The rules for this show are imposed by Zwirner staff. Here, a 20-something art graduate warns visitors not to take away the sticker sheets and another stands at the entrance to collect them. It doesn’t make the sheets seem more precious, though I assume the sheets are collected because the gallery has licensed a limited print run. It’s just another buzzkill for the piece, which let’s face it, is about as trivial as they come.

Corinna: Well, I can’t imagine that there would be as many visitors to Zwirner if they had to abide by rules. But I get it; art needs some rules, and some structure. Instead, the feeling I got when entering the “Obliteration Room” was that I had entered into some soulless, human-size doll house, and instead of being able to interact with the objects in the room—the refrigerator door was painted shut, a hat was “glued” to a rack—all I got were some stickers to play with, like I’m a child.

And play, the visitors did. They had already covered the walls, floors, couches, computer, and everything else in tropical-colored dots. A week after the exhibition opened, the formerly white floor had become covered in dirt, and stickers were peeling off already. It looked gross, but I doubt you can see those gritty details in most of the selfies people were taking.

The room gets dirty.

The room gets dirty.

Paddy: Yeah, I was there one day later, and people were hanging chains of dot stickers from the lights. It looked like a product of boredom.


The Pumpkin Garden

Installation view courtesy of the gallery.

Installation view courtesy of the gallery.
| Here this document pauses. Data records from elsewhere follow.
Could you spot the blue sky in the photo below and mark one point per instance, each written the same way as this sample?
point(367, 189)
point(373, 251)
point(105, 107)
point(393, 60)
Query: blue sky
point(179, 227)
What’s on view: Deeper into the garage, another gallery filled with approximately six people-size, shiny, metal squash covered in dots or holes.
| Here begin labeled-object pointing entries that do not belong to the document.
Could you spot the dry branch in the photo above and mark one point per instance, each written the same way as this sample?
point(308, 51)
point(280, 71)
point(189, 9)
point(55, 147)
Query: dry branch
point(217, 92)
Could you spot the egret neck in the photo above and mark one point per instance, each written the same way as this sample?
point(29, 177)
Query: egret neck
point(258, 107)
Paddy: No idea what to say about this part of the show. I mean, the pumpkins look great and all, but commenting on them is a little like pontificating on a couch or a chair. They’re just something you put somewhere.
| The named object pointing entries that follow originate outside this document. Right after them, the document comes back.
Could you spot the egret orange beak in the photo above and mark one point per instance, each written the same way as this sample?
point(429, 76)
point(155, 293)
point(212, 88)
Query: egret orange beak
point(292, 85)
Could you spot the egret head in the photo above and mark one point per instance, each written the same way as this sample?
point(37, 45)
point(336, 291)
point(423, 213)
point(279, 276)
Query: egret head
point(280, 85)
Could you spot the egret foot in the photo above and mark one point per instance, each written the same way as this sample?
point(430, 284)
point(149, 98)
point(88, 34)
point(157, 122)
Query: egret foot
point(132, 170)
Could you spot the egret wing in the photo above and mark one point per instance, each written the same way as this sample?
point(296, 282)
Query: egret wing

Corinna: Except that these squash might make you want to do something—like take a selfie! There is one nice touch to these veggies: some have solid holes, while some been covered with dots. Without doing a double-take, you might think they’re all dot-covered squash. But really, they just function as selfie-helpers.

Just to note, these are “pumpkins,” according to their titles. As much as both Paddy and I both want to call these sculptures “gourds” or squash”—because that’s what they look like—they are not.


The Painting Gallery

Installation view courtesy of the gallery

Installation view courtesy of the gallery

What’s on view: One Zwirner gallery over: colorful, patterned paintings on square surfaces hang from the gallery walls.

Paddy: These paintings are the strongest part of the show. Like all of Kusama’s work there’s a cohesive outsider-like aesthetic—mostly achieved through palette and brushwork—even if the paintings look very different from one another. Some resemble patchwork quilts, others look like monumental doodles or the cartoonish drawings of what one might find under a microscope. All have an obsessive attention to detail. Take all the tiny localized brush marks in “Fear of Youth Overwhelmed by Spring Time of Life,” a sea of hand-painted eyes framed by patches of color filled with dots. I don’t look it and think of anything in the title—it’s just collected iconography—but you can get lost in all the detail. It’s pretty satisfying.

I wonder, though, just how many of those paintings Kusama is producing. She’s 86 years old and lives in a mental hospital. Is she really running her studio so efficiently that she’s able to produce several shows a year? There’s surely some business gossip we’re not privy to here.

Corinna: I wouldn’t be surprised if she doesn’t make these paintings: they seem to abide by some sort of repetitive formula. Despite all the variation of dots, swirls, and eyes, there’s an uninteresting sameness to these works. One work, “My Life,” is masterful; it shows a lavender web of eyes with some semblance of depth, unlike all the other canvases.